The Professor of Composition and the Professor of Musicology should in equal measure maintain high standards of accomplishment, grasp the nature and obligations of a campus, and command the respect of colleague and student, of administrator and corner grocer. It makes no sense for one to be mister; the other, doctor.

There is no reason why a doctoral program cannot be devised providing for one, as well as for the other, the proper breadth, depth, shape, and direction. Either degrees don't matter, or they do matter—in both fields or in neither. Degrees are, or should be, the outward and visible sign of a fitness that is attested by those who know.

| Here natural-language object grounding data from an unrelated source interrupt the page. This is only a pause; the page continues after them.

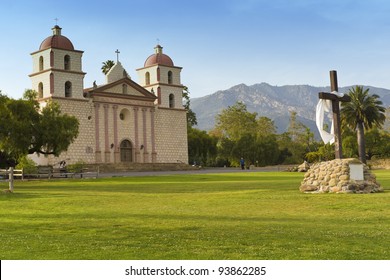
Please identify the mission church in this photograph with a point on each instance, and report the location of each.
(121, 121)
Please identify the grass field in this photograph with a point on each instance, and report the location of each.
(201, 216)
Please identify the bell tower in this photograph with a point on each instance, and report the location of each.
(161, 77)
(57, 68)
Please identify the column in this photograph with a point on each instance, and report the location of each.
(106, 138)
(152, 135)
(98, 156)
(136, 141)
(145, 139)
(116, 147)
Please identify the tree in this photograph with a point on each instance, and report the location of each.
(107, 65)
(362, 112)
(235, 121)
(191, 116)
(27, 129)
(202, 148)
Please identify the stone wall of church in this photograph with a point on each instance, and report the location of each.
(171, 136)
(117, 123)
(82, 149)
(60, 78)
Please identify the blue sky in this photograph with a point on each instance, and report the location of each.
(218, 43)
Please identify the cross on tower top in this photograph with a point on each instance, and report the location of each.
(117, 55)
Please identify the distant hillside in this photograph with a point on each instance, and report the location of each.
(274, 102)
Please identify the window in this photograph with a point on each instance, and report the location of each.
(67, 62)
(171, 101)
(124, 89)
(68, 89)
(124, 115)
(147, 78)
(126, 151)
(41, 63)
(40, 90)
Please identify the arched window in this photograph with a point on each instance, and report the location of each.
(171, 101)
(51, 83)
(41, 63)
(124, 89)
(126, 151)
(40, 90)
(51, 59)
(67, 62)
(68, 89)
(147, 78)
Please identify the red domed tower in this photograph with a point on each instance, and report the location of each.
(160, 76)
(57, 68)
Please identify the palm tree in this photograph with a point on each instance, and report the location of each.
(107, 65)
(362, 112)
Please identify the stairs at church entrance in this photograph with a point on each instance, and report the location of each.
(128, 167)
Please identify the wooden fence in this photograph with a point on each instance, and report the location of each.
(9, 174)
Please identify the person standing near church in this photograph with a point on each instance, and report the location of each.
(242, 163)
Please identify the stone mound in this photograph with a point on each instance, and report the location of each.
(340, 176)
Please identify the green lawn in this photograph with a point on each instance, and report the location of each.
(201, 216)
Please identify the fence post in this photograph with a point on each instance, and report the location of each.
(11, 179)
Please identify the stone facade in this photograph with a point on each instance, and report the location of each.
(336, 176)
(121, 122)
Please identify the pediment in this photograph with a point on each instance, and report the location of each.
(125, 87)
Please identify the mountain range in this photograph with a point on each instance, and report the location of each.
(274, 102)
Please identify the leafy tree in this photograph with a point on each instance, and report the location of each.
(265, 126)
(107, 65)
(27, 129)
(235, 121)
(362, 112)
(202, 148)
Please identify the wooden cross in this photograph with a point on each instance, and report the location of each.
(336, 111)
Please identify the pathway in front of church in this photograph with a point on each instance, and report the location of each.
(199, 171)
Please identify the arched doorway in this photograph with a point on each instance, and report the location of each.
(126, 150)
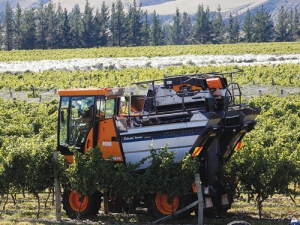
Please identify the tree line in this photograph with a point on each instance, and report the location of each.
(51, 27)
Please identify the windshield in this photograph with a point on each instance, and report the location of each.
(76, 115)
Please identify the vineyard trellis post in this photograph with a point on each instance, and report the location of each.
(57, 190)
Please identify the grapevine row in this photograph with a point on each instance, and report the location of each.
(152, 51)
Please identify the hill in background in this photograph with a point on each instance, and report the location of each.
(166, 8)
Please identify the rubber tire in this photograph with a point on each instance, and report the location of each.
(238, 223)
(152, 209)
(94, 204)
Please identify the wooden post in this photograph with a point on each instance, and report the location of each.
(200, 199)
(57, 190)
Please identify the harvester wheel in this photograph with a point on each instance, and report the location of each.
(89, 205)
(159, 206)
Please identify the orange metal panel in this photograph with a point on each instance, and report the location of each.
(214, 82)
(107, 140)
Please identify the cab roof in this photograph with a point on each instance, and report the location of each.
(91, 92)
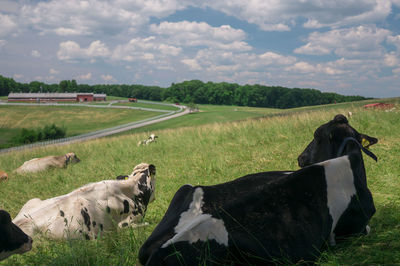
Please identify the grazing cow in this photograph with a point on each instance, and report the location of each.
(12, 239)
(262, 217)
(41, 164)
(152, 138)
(349, 114)
(3, 176)
(92, 208)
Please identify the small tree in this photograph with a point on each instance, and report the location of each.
(193, 108)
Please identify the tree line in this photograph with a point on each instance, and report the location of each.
(194, 91)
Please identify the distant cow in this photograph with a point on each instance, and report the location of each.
(12, 239)
(3, 176)
(349, 114)
(92, 208)
(41, 164)
(261, 217)
(152, 138)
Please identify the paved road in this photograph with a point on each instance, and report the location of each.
(105, 132)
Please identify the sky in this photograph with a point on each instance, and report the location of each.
(350, 47)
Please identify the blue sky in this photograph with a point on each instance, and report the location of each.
(350, 47)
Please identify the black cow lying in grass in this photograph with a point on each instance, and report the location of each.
(262, 217)
(12, 239)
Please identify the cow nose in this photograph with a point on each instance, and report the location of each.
(301, 160)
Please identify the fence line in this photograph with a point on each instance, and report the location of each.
(103, 132)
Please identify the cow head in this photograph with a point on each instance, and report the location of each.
(328, 140)
(3, 176)
(12, 239)
(72, 158)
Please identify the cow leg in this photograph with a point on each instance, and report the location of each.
(332, 241)
(367, 229)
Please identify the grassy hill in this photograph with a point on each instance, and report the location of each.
(77, 120)
(209, 154)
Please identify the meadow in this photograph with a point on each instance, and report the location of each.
(77, 120)
(209, 154)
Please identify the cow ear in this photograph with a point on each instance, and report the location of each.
(367, 141)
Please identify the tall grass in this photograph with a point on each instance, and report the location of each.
(208, 154)
(77, 120)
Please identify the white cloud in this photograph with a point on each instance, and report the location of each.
(7, 25)
(187, 33)
(108, 77)
(361, 41)
(192, 63)
(87, 76)
(147, 49)
(53, 71)
(392, 60)
(270, 58)
(394, 40)
(279, 15)
(71, 50)
(73, 17)
(36, 53)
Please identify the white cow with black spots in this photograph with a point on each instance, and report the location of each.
(92, 208)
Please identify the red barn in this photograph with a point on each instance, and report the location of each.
(56, 97)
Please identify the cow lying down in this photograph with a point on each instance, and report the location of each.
(261, 217)
(92, 208)
(41, 164)
(12, 239)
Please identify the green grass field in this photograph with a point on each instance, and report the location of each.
(77, 120)
(149, 105)
(209, 154)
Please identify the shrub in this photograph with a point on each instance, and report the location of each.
(46, 133)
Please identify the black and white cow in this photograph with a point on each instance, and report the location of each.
(92, 208)
(328, 139)
(12, 239)
(262, 217)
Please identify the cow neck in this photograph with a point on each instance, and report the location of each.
(346, 140)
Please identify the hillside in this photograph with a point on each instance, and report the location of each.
(209, 154)
(194, 91)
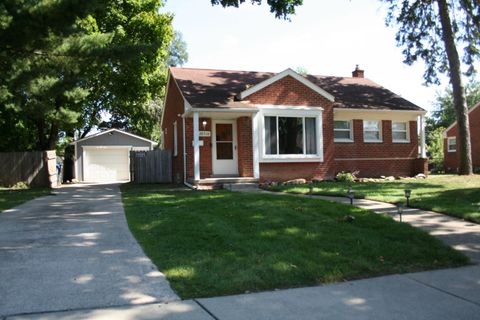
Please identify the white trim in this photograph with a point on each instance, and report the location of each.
(407, 132)
(216, 164)
(448, 144)
(115, 130)
(288, 72)
(349, 159)
(419, 112)
(454, 123)
(287, 107)
(175, 139)
(184, 154)
(291, 157)
(423, 149)
(186, 104)
(342, 140)
(380, 131)
(106, 147)
(84, 158)
(255, 145)
(76, 161)
(220, 109)
(196, 148)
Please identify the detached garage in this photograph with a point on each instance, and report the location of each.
(105, 156)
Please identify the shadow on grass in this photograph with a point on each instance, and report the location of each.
(10, 198)
(218, 242)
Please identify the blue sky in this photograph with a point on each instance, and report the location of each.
(324, 37)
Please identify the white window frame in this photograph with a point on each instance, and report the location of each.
(407, 132)
(448, 144)
(175, 139)
(350, 130)
(380, 133)
(295, 112)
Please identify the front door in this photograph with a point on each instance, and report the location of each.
(224, 147)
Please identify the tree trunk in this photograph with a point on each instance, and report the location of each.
(459, 101)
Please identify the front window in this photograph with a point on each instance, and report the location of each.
(372, 131)
(290, 135)
(452, 144)
(400, 132)
(342, 130)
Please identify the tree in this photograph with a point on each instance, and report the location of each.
(443, 113)
(429, 30)
(177, 51)
(64, 63)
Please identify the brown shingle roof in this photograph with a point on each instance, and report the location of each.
(206, 88)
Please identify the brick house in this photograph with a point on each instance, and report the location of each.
(225, 125)
(451, 152)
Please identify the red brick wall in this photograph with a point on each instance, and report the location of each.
(245, 147)
(174, 105)
(349, 156)
(452, 159)
(289, 91)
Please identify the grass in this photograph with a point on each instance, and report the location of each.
(211, 243)
(454, 195)
(10, 198)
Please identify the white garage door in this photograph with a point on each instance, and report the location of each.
(109, 164)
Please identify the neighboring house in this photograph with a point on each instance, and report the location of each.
(451, 151)
(277, 127)
(105, 156)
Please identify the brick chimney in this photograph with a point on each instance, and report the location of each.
(358, 73)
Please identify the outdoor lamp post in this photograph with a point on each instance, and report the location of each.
(350, 195)
(408, 192)
(400, 210)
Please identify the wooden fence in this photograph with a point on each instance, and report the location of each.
(36, 168)
(151, 166)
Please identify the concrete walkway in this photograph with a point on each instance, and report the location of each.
(73, 250)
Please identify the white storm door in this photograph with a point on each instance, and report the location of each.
(106, 164)
(224, 147)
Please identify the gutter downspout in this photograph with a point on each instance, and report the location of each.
(185, 158)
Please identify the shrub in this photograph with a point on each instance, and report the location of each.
(345, 177)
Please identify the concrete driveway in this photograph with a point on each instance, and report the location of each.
(73, 250)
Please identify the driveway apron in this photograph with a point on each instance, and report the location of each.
(73, 250)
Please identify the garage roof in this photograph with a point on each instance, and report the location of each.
(115, 130)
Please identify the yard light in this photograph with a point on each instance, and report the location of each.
(408, 193)
(350, 195)
(400, 209)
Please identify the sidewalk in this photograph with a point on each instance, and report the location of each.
(443, 294)
(440, 294)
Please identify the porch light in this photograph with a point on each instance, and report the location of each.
(408, 193)
(350, 195)
(399, 209)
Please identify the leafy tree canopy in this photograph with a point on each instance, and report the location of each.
(64, 63)
(443, 114)
(281, 8)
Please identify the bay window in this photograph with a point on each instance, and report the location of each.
(288, 135)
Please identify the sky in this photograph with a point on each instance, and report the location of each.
(323, 37)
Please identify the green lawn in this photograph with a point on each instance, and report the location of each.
(211, 243)
(451, 194)
(10, 198)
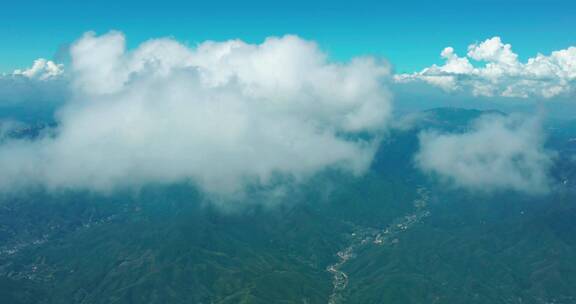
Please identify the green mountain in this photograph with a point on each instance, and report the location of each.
(390, 236)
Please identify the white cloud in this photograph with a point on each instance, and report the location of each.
(42, 69)
(221, 115)
(500, 73)
(499, 152)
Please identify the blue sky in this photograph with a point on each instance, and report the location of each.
(408, 33)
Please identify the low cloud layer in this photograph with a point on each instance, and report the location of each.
(491, 68)
(222, 115)
(498, 153)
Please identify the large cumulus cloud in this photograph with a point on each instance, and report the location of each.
(222, 114)
(491, 68)
(498, 152)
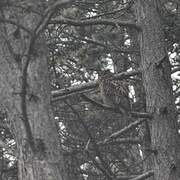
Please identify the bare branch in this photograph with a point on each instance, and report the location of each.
(90, 22)
(2, 20)
(86, 86)
(124, 130)
(144, 176)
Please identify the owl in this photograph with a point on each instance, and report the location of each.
(114, 93)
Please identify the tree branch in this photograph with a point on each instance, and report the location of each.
(63, 93)
(90, 22)
(144, 176)
(124, 130)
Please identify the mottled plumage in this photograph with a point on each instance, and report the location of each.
(114, 93)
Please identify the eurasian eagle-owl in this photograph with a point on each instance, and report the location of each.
(114, 93)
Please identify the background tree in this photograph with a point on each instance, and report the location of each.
(134, 38)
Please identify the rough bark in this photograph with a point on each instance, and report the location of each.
(159, 96)
(31, 119)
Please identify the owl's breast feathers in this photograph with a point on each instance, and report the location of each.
(115, 93)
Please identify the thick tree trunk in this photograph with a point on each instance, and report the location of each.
(26, 98)
(159, 96)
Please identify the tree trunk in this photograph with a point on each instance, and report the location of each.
(25, 95)
(159, 95)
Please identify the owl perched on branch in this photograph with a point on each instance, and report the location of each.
(114, 93)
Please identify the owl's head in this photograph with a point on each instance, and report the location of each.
(106, 74)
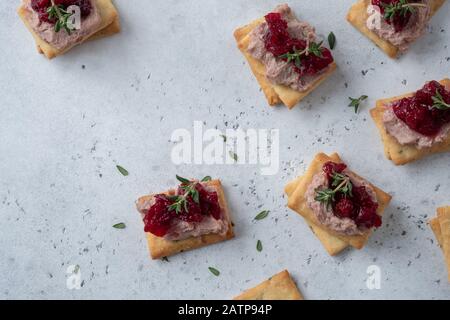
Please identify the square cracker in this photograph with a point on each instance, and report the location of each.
(403, 154)
(160, 247)
(279, 287)
(110, 30)
(298, 203)
(358, 15)
(332, 244)
(108, 15)
(444, 223)
(275, 94)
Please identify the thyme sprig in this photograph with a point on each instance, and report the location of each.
(180, 202)
(439, 102)
(61, 15)
(341, 183)
(297, 55)
(355, 102)
(403, 7)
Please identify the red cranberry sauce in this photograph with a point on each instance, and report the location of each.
(41, 6)
(400, 19)
(418, 112)
(358, 206)
(159, 218)
(279, 42)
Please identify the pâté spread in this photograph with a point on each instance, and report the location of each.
(48, 19)
(342, 201)
(289, 50)
(192, 210)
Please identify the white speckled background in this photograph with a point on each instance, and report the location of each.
(63, 129)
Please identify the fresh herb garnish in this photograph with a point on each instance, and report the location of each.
(403, 7)
(180, 202)
(262, 215)
(259, 246)
(332, 40)
(341, 183)
(61, 15)
(439, 103)
(120, 226)
(122, 170)
(214, 271)
(355, 102)
(297, 55)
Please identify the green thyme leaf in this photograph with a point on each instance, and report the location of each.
(332, 40)
(120, 226)
(214, 271)
(262, 215)
(61, 15)
(315, 49)
(122, 170)
(259, 246)
(183, 180)
(439, 102)
(355, 102)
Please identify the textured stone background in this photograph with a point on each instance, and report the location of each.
(66, 123)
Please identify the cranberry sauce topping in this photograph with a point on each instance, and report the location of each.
(421, 112)
(197, 203)
(41, 6)
(279, 42)
(357, 204)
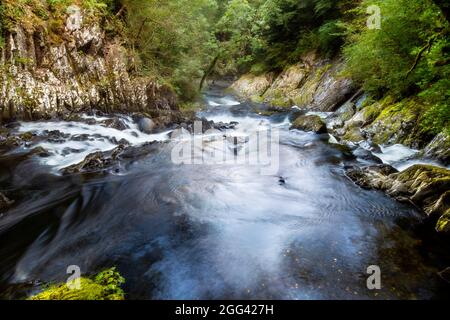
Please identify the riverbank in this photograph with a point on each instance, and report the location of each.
(166, 226)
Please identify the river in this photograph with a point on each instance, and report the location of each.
(209, 230)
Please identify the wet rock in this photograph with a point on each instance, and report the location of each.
(354, 134)
(81, 137)
(371, 146)
(425, 186)
(114, 123)
(310, 123)
(366, 155)
(5, 202)
(179, 133)
(146, 125)
(27, 136)
(252, 86)
(343, 114)
(40, 152)
(56, 136)
(10, 142)
(82, 70)
(439, 149)
(94, 162)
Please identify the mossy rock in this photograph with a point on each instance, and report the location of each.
(353, 135)
(443, 224)
(103, 286)
(310, 123)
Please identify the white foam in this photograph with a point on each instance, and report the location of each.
(71, 152)
(322, 115)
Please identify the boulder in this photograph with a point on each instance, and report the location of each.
(310, 123)
(439, 148)
(425, 186)
(146, 125)
(114, 123)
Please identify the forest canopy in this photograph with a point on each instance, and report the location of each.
(179, 42)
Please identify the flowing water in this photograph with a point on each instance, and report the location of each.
(208, 231)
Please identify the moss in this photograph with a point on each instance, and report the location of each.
(103, 286)
(443, 224)
(353, 135)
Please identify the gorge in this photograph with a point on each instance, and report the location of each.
(87, 175)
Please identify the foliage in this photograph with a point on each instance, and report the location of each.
(408, 56)
(104, 286)
(171, 39)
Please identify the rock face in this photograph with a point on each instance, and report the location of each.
(425, 186)
(439, 148)
(82, 70)
(310, 123)
(313, 83)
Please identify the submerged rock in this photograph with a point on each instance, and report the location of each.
(95, 161)
(114, 123)
(439, 149)
(425, 186)
(146, 125)
(310, 123)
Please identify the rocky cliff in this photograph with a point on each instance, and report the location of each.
(81, 70)
(318, 84)
(314, 83)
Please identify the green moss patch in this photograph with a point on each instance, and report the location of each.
(104, 286)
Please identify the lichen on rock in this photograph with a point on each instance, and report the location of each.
(310, 123)
(83, 69)
(425, 186)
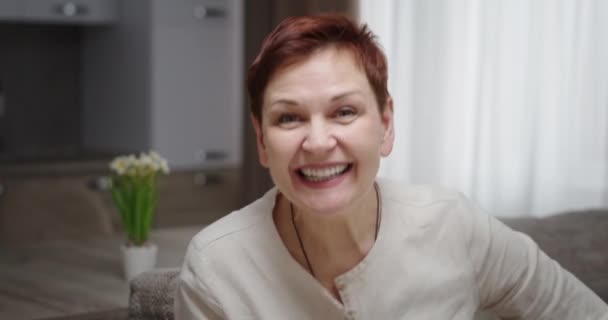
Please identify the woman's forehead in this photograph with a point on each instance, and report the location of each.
(326, 74)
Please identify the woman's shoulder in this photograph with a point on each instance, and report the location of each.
(416, 195)
(237, 224)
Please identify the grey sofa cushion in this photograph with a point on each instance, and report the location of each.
(577, 240)
(152, 294)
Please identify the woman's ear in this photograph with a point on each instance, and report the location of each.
(259, 138)
(388, 137)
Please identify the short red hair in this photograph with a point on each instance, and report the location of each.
(296, 38)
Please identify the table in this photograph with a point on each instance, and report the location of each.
(67, 277)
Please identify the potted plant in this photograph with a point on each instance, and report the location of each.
(134, 191)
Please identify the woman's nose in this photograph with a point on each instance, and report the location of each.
(319, 137)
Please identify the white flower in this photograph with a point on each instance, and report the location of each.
(143, 165)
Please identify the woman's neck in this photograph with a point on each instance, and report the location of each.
(333, 244)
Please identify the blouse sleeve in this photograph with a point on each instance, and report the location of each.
(518, 280)
(194, 298)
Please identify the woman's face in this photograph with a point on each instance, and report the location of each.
(322, 134)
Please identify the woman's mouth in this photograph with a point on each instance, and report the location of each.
(324, 174)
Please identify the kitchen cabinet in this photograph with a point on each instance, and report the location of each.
(10, 9)
(168, 77)
(59, 11)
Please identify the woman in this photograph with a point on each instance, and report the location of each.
(331, 241)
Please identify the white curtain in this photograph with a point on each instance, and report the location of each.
(504, 100)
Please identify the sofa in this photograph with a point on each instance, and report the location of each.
(577, 240)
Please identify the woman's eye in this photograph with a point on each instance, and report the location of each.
(287, 118)
(345, 112)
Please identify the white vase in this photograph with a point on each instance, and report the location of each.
(138, 259)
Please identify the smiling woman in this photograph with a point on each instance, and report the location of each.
(331, 241)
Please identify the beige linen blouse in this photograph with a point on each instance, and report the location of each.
(436, 257)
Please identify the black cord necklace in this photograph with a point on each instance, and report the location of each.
(295, 227)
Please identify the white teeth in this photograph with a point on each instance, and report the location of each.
(323, 174)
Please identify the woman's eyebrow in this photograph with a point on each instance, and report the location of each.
(283, 101)
(346, 94)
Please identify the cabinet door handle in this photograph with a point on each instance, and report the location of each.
(205, 12)
(71, 9)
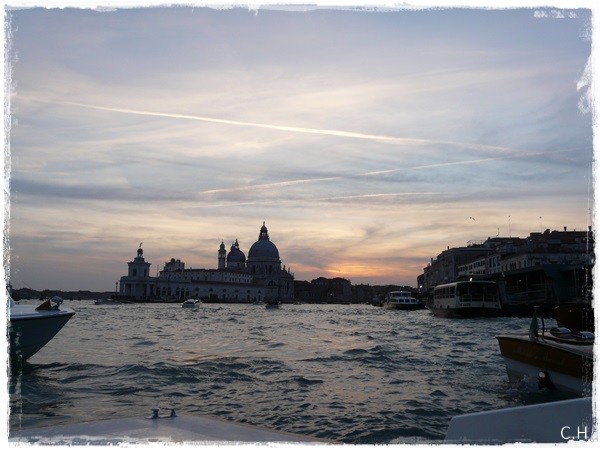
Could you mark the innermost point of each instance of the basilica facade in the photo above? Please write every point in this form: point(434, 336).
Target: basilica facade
point(237, 279)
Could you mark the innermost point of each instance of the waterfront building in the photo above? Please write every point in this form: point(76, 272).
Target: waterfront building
point(548, 268)
point(235, 279)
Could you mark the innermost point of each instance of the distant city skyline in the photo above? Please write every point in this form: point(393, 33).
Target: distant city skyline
point(368, 142)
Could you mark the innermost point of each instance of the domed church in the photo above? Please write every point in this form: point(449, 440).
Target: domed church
point(265, 266)
point(236, 279)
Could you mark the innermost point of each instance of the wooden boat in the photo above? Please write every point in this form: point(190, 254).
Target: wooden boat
point(559, 357)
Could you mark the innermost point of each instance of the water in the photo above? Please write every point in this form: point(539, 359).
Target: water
point(351, 373)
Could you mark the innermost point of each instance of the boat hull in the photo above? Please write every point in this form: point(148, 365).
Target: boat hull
point(465, 312)
point(569, 366)
point(403, 307)
point(31, 330)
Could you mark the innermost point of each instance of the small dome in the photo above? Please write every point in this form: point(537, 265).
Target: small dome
point(263, 248)
point(235, 254)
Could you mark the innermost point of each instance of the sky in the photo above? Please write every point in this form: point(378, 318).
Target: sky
point(368, 141)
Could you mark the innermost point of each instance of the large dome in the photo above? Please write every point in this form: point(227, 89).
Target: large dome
point(263, 248)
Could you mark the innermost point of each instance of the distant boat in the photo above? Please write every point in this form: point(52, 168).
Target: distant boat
point(31, 327)
point(191, 303)
point(559, 358)
point(272, 304)
point(465, 299)
point(106, 301)
point(401, 300)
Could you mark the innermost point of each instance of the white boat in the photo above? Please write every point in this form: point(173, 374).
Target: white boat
point(465, 299)
point(191, 303)
point(31, 327)
point(106, 301)
point(156, 429)
point(401, 300)
point(558, 358)
point(566, 421)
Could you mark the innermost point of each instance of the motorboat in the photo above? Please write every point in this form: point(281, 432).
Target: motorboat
point(32, 327)
point(191, 303)
point(166, 429)
point(564, 421)
point(106, 301)
point(473, 298)
point(401, 300)
point(272, 304)
point(558, 358)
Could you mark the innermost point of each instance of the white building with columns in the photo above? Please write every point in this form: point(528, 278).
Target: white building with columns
point(236, 279)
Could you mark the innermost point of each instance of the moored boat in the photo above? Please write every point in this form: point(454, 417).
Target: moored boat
point(559, 358)
point(31, 327)
point(190, 303)
point(473, 298)
point(403, 300)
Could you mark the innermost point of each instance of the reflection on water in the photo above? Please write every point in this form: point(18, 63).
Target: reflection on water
point(351, 373)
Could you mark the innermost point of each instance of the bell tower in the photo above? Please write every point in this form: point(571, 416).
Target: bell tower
point(222, 256)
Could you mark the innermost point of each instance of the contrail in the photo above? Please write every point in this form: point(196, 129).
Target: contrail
point(337, 133)
point(269, 185)
point(374, 173)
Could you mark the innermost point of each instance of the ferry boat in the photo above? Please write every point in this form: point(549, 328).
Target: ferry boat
point(473, 298)
point(401, 300)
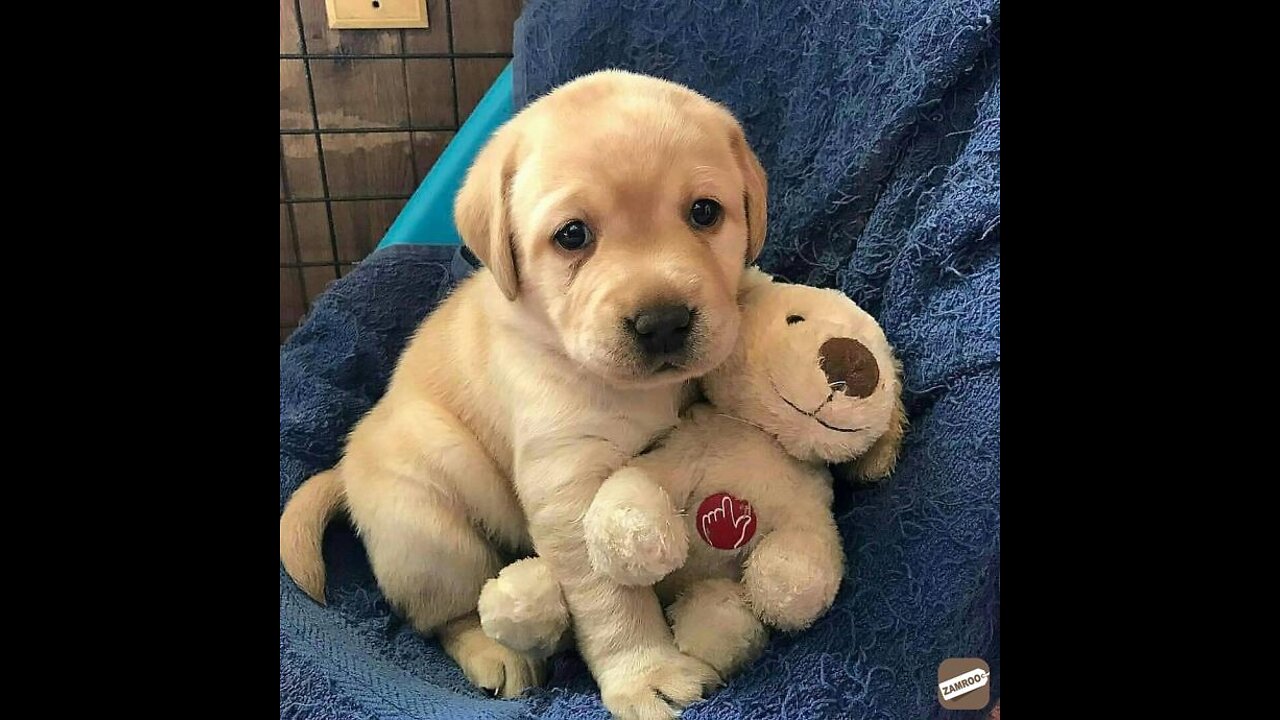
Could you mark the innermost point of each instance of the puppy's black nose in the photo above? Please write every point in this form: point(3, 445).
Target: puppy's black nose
point(662, 329)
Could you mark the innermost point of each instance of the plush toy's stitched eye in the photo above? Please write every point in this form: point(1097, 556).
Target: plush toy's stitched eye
point(704, 213)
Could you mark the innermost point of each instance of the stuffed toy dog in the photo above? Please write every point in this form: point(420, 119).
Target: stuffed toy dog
point(730, 514)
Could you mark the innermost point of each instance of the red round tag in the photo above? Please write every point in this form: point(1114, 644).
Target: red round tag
point(725, 522)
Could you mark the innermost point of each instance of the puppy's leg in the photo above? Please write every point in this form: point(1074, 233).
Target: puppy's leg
point(621, 630)
point(419, 490)
point(713, 621)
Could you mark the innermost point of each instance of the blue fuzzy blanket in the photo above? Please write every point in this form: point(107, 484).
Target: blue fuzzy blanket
point(878, 122)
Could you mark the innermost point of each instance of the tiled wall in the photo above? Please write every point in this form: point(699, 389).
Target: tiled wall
point(364, 114)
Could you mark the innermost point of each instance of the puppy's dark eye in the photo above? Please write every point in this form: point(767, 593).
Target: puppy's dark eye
point(574, 236)
point(704, 213)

But the name of the degree should make manifest the kind of fitness that is guaranteed. The Doctor of Philosophy stands for creative research, but not for artistic creation. The doctorate in musical composition should be for artistic creation, but should include whatever other disciplines are requisite to make not just a composer, but a complete professor of the art of composing music. This doctorate should bear the name not of Ph.D., nor of any degree accorded principally for skill in performance, but its own distinctive designation. Despite the present practice of using it honoris causa, despite the objections of the Regents of the state of New York or any other official body, I recommend that the candidate successfully completing a rigorous doctoral program centered in musical composition be accorded the degree of Doctor of Music.

A primary objection to the doctorate in composition is the notion that dissertations can be objectively pronounced good or bad, and compositions cannot. My opinion that judgment is about as valid in one case as in the other comes from my experience in musicology seminars and from observing the various and varied composers who visited the Composers Council at the University of California, Los Angeles. I remember one of my students had written a setting of a poem by Shelley. I had said, "I like the melody, but not the prosody—It should be 'I arise from dreams of THEE,' not 'I arise from DREAMS of thee.'" She stuck to her inspiration, and when our distinguished visitor heard it, he said at once, "I like the melody, but not the prosody—it should be 'I arise from dreams of THEE,' not 'I arise from DREAMS of thee.'" At the next regular composition class my student exclaimed, "Oh, Dr. Clarke, after this, I'll do anything you say!"

The composition, like the dissertation, is only part of the entire doctoral program, but with the composition, as with the dissertation, hands capable of guiding graduate work are capable of allowing for matters of taste and personal style and distinguishing on the basis of intrinsic quality the sheep from the goats.